Déshumanisé, réduit à l’état de virus potentiel, l’étranger (l’Asiatique en l’occurrence) incarne dans l’inconscient collectif l’impureté, le corps étranger qui vient polluer l’homogénéité de la société touchée par l’épidémie. Son élimination physique ou symbolique pourrait donc, selon les partisans de cette croyance, faire disparaître la maladie. Mais, en réalité, l’utilité du bouc-émissaire réside dans sa capacité à absorber les angoisses dévorantes de la société qui lui fait porter une responsabilité imaginaire. En l’offrant à la vindicte populaire ou en l’exécutant, la société inquiète croit ainsi pouvoir retrouver l’apaisement, échapper au malheur. C’est ce qu’expliquait le théoricien de la violence des sociétés, René Girard, dans son livre Le bouc-émissaire (1982) : « De vastes couches sociales se trouvent aux prises avec des fléaux aussi terrifiants que la peste ou parfois avec des difficultés visibles. Grâce aux mécanismes persécuteurs, l’angoisse et les frustrations collectives trouvent un assouvissement vicaire sur des victimes qui font aisément l’union contre elles, en vertu de leur appartenance à des minorités mal intégrées, etc.. ».

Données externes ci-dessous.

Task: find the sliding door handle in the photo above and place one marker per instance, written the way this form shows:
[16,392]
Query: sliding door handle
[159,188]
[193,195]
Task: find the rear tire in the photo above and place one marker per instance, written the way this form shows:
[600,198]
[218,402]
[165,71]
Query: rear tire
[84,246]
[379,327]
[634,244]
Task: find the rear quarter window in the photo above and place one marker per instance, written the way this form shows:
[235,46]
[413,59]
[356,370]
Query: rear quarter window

Interprétation délirante de la réalité

Parfois, c’est un pays voisin qui est pointé du doigt comme lors de la crise de l’encéphalite spongiforme bovine (dite de la « vache folle ») dont la responsabilité était régulièrement imputée à l’Angleterre. Ou lorsqu’une partie non négligeable de la population mondiale reproche encore aux États-Unis d’avoir fabriqué le virus du Sida dans un laboratoire… Théorie du complot et logique du bouc-émissaire se mêlent alors dans une interprétation délirante de la réalité et alimente les pires scenarios. Largement diffusés sur Internet, ils connaissent un énorme succès. Dans d’autres cas, la mise en accusation est plus subtile. Politique même. Ainsi, la manière dont Taïwan avait géré la menace du Syndrome Respiratoire Aigu Sévère (SRAS) sur son territoire en dit long sur cette peur de l’invasion étrangère. « Le SRAS fut construit par les autorités taiwanaises comme un problème de sécurité nationale parce qu’il mettait en question les infrastructures vitales de la société, mais aussi parce qu’il arrivait du continent chinois : il fallait se préparer à une nouvelle épidémie comme on se prépare à une attaque militaire. Le SRAS fut décrit par les autorités chinoises comme une pneumonie atypique (feidian), mais sa désignation par l’OMS (Syndrome Respiratoire Aigu Sévère) a pu être associée, dans les articles de République Populaire de Chine, à l’acronyme de la Région Administrative Spéciale de Hong Kong (SAR, Special Administrative Region) et ainsi laisser penser à une épidémie d’origine étrangère », analysent ainsi Florence Bretelle-Establet et Frédéric Keck dans un l’ouvrage collectif intitulé « Penser les épidémies depuis la Chine, le Japon et la Corée ». Toujours l’autre, l’étranger. Lointain ou proche, différent ou ressemblant, il est tout désigné pour libérer une société rongée par la peur de la mort.